What Else – N2 is better than N

Exploiting Coherent Effects in Neutrino and Dark Matter Interactions

 The detection of neutrinos and dark matter remains one of the foremost challenges in modern physics, owing to their extremely small interaction cross sections.

In the era of high-precision measurements, the ability to accumulate large event statistics has become increasingly critical. Exploiting coherent effects in neutrino interactions offers a promising avenue to enhance event rates and achieve the statistical sensitivity required to measure, for instance, the Cosmological Neutrino Background (CNB). Meanwhile, continuous advances in quantum technologies are paving the way for the coherent control of macroscopic quantum states involving a large number N of atoms or molecules.

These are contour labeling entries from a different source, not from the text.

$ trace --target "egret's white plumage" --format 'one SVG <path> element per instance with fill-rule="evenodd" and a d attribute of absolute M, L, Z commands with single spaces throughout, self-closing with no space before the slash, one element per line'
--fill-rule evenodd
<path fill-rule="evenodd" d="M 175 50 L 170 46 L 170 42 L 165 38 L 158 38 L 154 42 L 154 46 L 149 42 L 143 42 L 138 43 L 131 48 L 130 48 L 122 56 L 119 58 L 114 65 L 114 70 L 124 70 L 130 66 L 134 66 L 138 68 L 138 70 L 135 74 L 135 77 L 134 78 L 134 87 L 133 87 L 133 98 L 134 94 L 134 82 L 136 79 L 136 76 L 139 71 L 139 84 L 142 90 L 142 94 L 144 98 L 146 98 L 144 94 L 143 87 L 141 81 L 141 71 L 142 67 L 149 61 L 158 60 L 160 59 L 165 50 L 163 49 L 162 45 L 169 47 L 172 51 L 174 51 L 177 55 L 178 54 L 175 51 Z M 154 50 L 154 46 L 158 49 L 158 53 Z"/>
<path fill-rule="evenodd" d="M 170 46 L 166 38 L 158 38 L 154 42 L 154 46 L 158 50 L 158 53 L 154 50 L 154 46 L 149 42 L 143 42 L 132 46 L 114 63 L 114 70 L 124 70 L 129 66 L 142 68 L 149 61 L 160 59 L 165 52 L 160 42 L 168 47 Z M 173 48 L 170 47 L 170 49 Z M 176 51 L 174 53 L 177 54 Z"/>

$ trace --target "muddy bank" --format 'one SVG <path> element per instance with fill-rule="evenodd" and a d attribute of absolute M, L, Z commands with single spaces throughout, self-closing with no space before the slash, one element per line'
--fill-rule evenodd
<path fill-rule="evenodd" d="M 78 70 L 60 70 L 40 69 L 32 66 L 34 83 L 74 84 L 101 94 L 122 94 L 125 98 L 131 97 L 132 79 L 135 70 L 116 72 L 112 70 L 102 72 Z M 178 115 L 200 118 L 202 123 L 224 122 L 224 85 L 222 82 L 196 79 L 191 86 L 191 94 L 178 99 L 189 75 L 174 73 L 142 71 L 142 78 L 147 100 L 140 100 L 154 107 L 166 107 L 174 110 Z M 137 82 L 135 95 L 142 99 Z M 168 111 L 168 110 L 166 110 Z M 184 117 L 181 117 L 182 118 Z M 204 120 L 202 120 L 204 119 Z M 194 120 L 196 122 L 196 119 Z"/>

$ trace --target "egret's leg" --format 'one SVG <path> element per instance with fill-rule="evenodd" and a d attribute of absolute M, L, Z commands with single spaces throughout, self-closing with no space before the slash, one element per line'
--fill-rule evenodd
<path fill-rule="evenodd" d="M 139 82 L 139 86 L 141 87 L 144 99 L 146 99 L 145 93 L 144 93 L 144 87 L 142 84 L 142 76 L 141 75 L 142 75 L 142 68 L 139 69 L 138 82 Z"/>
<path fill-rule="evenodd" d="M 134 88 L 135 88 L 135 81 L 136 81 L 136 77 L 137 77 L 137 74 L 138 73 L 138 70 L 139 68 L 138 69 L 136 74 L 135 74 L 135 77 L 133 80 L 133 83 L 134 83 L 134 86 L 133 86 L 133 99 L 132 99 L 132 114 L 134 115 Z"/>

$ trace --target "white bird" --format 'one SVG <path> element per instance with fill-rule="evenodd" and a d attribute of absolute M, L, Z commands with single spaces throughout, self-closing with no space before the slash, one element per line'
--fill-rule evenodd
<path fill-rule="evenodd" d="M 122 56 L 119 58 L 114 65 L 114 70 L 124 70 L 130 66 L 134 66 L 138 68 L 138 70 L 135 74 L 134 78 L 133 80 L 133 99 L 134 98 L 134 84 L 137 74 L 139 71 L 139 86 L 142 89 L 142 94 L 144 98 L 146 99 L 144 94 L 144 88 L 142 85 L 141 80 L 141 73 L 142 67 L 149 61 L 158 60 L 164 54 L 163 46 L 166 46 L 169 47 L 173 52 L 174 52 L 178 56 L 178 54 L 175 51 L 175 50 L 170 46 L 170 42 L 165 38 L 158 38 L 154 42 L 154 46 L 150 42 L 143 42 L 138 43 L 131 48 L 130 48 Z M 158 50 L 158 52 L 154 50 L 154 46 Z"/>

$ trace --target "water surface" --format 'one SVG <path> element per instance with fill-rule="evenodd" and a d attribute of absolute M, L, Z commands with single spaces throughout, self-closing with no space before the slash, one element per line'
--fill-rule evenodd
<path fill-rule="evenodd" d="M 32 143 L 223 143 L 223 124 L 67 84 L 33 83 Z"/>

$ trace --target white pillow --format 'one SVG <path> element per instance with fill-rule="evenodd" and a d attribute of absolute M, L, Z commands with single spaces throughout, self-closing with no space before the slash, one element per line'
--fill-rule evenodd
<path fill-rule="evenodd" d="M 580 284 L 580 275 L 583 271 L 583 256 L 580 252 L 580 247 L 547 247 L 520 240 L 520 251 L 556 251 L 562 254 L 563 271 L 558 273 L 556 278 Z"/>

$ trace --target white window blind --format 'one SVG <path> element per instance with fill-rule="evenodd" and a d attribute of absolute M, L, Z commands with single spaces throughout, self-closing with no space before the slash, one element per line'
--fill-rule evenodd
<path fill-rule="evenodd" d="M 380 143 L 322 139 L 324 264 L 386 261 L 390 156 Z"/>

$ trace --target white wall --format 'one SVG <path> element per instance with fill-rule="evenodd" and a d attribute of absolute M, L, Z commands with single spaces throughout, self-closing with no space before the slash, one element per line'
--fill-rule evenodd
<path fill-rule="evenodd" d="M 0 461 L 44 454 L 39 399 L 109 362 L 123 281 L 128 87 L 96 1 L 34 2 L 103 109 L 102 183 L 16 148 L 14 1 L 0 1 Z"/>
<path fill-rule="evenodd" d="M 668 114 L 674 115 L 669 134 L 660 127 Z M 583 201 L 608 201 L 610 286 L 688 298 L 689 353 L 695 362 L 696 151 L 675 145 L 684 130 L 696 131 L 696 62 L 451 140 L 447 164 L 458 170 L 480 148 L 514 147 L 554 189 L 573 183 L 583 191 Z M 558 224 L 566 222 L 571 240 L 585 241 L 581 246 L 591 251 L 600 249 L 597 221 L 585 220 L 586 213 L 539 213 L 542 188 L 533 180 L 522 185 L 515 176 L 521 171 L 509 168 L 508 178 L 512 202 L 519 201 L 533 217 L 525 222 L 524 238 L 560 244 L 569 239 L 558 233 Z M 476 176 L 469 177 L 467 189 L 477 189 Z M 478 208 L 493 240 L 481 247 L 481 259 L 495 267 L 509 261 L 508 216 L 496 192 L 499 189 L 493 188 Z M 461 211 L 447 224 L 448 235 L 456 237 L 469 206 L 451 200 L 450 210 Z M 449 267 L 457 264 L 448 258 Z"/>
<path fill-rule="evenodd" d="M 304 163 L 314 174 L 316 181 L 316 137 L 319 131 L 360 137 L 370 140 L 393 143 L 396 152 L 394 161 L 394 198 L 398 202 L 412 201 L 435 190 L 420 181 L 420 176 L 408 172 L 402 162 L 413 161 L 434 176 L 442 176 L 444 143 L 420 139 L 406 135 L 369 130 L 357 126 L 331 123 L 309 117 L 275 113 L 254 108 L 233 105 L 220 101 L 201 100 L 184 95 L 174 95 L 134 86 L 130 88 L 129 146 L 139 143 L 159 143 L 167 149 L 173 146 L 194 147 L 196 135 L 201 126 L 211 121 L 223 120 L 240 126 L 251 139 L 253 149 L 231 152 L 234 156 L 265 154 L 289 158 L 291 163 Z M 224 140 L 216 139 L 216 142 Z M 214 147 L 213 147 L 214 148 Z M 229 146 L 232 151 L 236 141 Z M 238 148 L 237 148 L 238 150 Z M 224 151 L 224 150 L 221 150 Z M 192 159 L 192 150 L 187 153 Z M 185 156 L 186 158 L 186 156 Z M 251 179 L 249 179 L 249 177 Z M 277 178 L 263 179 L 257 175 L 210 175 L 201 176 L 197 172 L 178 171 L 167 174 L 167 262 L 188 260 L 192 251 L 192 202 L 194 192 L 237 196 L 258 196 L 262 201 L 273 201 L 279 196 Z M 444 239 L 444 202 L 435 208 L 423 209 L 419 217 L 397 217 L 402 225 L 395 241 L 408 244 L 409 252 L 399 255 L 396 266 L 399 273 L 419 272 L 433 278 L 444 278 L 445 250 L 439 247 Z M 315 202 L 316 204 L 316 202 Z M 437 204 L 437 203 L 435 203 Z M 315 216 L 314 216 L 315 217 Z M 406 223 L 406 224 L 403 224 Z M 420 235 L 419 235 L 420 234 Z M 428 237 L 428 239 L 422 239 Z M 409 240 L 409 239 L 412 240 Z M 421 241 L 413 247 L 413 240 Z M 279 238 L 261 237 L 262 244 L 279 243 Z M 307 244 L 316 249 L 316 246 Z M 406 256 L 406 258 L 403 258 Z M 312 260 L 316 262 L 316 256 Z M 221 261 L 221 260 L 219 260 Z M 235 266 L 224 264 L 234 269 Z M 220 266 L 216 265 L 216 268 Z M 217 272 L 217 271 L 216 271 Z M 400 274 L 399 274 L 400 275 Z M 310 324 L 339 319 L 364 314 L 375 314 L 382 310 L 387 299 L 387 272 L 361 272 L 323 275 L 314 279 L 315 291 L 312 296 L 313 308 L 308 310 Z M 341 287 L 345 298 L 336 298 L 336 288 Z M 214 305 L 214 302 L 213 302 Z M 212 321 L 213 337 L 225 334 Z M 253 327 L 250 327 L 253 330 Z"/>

This one-day workshop will bring together experts to review the theoretical foundations of coherent interactions and to explore innovative experimental strategies aimed at harnessing this phenomenon for CNB and DM detections.

The program will include invited talks and discussion sessions, fostering collaboration between theorists and experimentalists working in this rapidly evolving field.

Participation is open to researchers and students interested in neutrino physics, dark matter detection, and related areas.

 

IMPORTANT
The event will be in person. It is mandatory to pre-register in order to attend. Registration form will be available up to and including May 11, 2026 (see top-left menu or the button "Register now" here below). 



 

Registration
REGISTRATION FORM
Participants
    • 1
      Introduction to the Physics of Coherent interactions
      Speaker: Angelo Esposito (Istituto Nazionale di Fisica Nucleare)
    • 10:30
      Coffee break
    • 2
      Superradiant interactions of cosmic relics

      Cosmic relics such as the cosmic neutrino background (CνB) are among the most compelling predictions of modern cosmology, yet they remain undetected because their interactions with ordinary matter are extraordinarily weak — a 10-cm detector would expect far less than one event over the age of the universe. I will describe a new approach in which macroscopic targets, such as spin ensembles familiar from NMR, prepared in easy to achieve quantum states can respond collectively to these tiny signals. In this regime, interactions are superradiantly enhanced, with rates scaling as the square of the number of particles in the target, boosting relic neutrino signals to the Hz level.

      I will discuss the broader implications for detecting relic neutrinos, axion and dark-photon dark matter, and explain why neutron beams incident on tabletop systems based on NMR techniques provide a natural testing ground. Finally, I will argue that these interactions appear not as conventional energy deposits but as correlated noise, pointing toward new detection strategies rooted in quantum measurement science.

      Speaker: Asimina Arvanitaki (Perimeter Insitute)
    • 3
      Discussion
    • 13:30
      Lunch break
    • 4
      Superradiant Neutrino Sources

      Many analogies exist between neutrino physics and optics because the neutrino is a nearly massless particle whose feeble environmental interactions permit coherent quantum effects. However, it is only relatively recently that we have begun to explore the potential of quantum phenomena in neutrino physics, with neutrino oscillations and coherent elastic neutrino-nucleus scattering as prominent examples. Superradiance — which emerges from collective spontaneous emission in optically pumped gases — may also have a parallel counterpart in neutrino physics.In my talk, I will discuss some of these analogies and introduce a new — and highly speculative — concept of superradiant neutrino emission from a radioactive Bose-Einstein condensate, which could form the basis for a superradiant neutrino laser.

      Speaker: Benjamin Jones (University of Texas at Arlington & University of Manchester)
    • 5
      Experimental Investigation of Macroscopically Coherent States in Optically Excited Erbium-Doped Crystals

      We report the experimental observation and characterization of
      macroscopically coherent states involving several 10¹² erbium ions in
      cryogenically cooled crystals. These states emerge spontaneously from an
      optically excited population of 10¹⁵ ions, coupled solely through
      their own near-infrared emission. The synchronization of the ions'
      dipoles accelerates their radiative decay by up to a million times,
      producing a powerful burst of coherent emission. Our results reveal the
      dynamics of large-scale coherent phenomena in solid-state ensembles and
      open new perspectives for exploiting such coherent states to enhance the
      rate of extremely rare processes through cooperative behavior.